Saffronization of Indian Army Raises Concerns Over Minority Rights

India’s armed forces have increasingly abandoned their secular and professional foundations, becoming tools of the BJP and Prime Minister Modi’s political agenda. Senior officers publicly participate in Hindu rituals, issue political statements, and embrace religious symbolism, turning the military into a partisan force rather than a neutral institution. Analysts warn these trends erode discipline, minority inclusion, and the credibility of one of the country’s most critical institutions.
Symbolic changes underscore the military’s ideological shift. In January 2025, the Army Chief’s lounge in South Block, New Delhi, replaced a historic 1971 war painting with Karam Kshetra, a Hindu mythological scene featuring Krishna and Chanakya alongside modern military hardware.

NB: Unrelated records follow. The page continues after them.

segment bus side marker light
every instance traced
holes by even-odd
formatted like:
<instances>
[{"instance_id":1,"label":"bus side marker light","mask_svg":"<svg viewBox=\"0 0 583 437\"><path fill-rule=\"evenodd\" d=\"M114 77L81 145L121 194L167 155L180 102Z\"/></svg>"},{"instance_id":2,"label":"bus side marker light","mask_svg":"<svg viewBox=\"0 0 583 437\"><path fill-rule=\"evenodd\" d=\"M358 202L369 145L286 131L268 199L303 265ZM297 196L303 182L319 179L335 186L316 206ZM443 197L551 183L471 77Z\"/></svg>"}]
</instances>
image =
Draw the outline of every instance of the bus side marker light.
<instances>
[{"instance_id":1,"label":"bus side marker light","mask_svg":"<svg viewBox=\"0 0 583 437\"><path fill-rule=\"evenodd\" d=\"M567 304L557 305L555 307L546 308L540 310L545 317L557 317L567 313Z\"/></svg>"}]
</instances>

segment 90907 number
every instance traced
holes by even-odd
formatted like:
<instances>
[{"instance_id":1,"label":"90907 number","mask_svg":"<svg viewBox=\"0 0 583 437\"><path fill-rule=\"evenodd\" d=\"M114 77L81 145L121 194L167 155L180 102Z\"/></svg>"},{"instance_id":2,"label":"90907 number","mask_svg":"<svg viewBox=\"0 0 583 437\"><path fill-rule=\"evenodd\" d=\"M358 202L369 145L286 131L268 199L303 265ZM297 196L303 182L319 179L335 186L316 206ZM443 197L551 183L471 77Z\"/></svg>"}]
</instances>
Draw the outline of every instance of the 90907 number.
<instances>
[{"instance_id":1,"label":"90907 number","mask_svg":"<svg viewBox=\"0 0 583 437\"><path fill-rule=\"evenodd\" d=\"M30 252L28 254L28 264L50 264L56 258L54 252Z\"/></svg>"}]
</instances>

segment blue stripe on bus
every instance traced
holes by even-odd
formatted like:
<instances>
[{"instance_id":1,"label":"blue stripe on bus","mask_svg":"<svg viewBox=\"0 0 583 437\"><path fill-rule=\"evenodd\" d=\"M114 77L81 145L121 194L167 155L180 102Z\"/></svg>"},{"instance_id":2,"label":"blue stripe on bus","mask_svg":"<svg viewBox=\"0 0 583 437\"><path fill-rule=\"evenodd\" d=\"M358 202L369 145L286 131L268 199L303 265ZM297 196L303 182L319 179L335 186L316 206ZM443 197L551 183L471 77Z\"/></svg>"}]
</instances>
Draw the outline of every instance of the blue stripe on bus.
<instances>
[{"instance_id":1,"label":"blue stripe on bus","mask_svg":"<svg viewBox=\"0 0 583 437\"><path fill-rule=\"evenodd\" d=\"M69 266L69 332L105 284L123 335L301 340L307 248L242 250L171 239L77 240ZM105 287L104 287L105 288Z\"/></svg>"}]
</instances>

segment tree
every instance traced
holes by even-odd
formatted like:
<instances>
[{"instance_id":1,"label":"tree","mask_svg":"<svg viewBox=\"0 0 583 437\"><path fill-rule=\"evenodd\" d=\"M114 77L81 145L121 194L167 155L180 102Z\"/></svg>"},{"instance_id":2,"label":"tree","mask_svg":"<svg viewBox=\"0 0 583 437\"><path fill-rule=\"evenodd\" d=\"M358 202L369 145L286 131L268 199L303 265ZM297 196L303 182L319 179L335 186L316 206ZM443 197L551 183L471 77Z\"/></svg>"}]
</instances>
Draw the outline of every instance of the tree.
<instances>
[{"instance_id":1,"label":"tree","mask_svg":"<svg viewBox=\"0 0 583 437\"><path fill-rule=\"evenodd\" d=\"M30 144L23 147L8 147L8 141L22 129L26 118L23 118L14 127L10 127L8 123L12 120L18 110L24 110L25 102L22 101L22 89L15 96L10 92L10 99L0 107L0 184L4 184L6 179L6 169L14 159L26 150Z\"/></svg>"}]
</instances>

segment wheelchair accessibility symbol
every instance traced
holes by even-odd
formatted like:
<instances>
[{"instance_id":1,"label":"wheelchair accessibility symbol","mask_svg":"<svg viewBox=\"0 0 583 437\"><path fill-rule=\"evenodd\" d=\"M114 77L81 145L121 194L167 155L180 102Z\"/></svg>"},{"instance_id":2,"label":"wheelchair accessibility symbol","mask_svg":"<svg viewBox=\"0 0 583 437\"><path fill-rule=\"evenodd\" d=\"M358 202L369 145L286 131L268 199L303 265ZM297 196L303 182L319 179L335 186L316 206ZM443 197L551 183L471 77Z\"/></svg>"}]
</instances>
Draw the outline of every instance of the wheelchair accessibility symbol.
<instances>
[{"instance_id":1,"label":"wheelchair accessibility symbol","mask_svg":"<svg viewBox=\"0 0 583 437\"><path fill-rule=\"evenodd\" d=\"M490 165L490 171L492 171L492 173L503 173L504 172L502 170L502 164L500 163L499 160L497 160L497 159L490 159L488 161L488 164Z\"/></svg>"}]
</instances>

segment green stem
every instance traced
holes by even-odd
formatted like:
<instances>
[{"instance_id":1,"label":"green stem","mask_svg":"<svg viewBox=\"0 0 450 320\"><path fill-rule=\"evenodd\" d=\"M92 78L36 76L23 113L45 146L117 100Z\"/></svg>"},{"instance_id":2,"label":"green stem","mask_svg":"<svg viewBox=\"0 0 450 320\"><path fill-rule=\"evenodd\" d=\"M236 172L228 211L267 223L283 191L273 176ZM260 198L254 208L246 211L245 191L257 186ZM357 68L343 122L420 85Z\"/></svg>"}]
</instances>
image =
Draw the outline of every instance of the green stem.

In December 2024, the Fire and Fury Corps installed a statue of 17th-century Hindu king Shivaji near Pangong Tso in Ladakh, flanked by a saffron flag, signaling the military’s alignment with religious nationalism in a highly sensitive border region.
Senior military leaders openly mix religion with institutional authority. On National Unity Day in 2025, the Army Chief received a tilak and garland from priests while in uniform. In May 2025, he visited the ashram of Hindu spiritual leader Rambhadracharya and accepted religious initiation. Such acts blur the line between military duty and religious allegiance, subordinating the armed forces to ideological influence rather than state neutrality.
Operations and discourse are now ideologically branded. Campaigns named Sindoor and Mahadev use Hindu religious terminology, while senior officers echo BJP rhetoric, including aggressive threats. This politicization converts the armed forces from a professional defense institution into an extension of domestic Hindu nationalist agendas, undermining operational credibility and institutional integrity.
Recruitment and training amplify this transformation. The Agnipath scheme, introduced in 2022, reportedly favors recruits with ties to Hindu nationalist networks. Sainik Schools, tasked with shaping future officers, are increasingly influenced by groups like Vidya Bharati, embedding saffron ideology in the military’s leadership pipeline. Minority officers, including Sikhs, Muslims, and Christians, face coercion to participate in Hindu rituals, social ostracization, and stalled careers. The case of Lt. Samuel Kamalesan, a Christian officer dismissed for refusing religious participation, exemplifies systemic discrimination.
Reports indicate this ideological shift has real-world consequences. Human Rights Watch documented over 520 custodial deaths and extrajudicial killings in 2025, some linked to religious and political biases within the military. Experts warn that India’s armed forces have become a partisan, Hindu nationalist institution—a “Modi Ki Sena”—jeopardizing cohesion, professionalism, and public trust. The once-secular Indian military is now a vehicle for majoritarian ideology, sidelining minorities and eroding the principles of a neutral, professional defense force.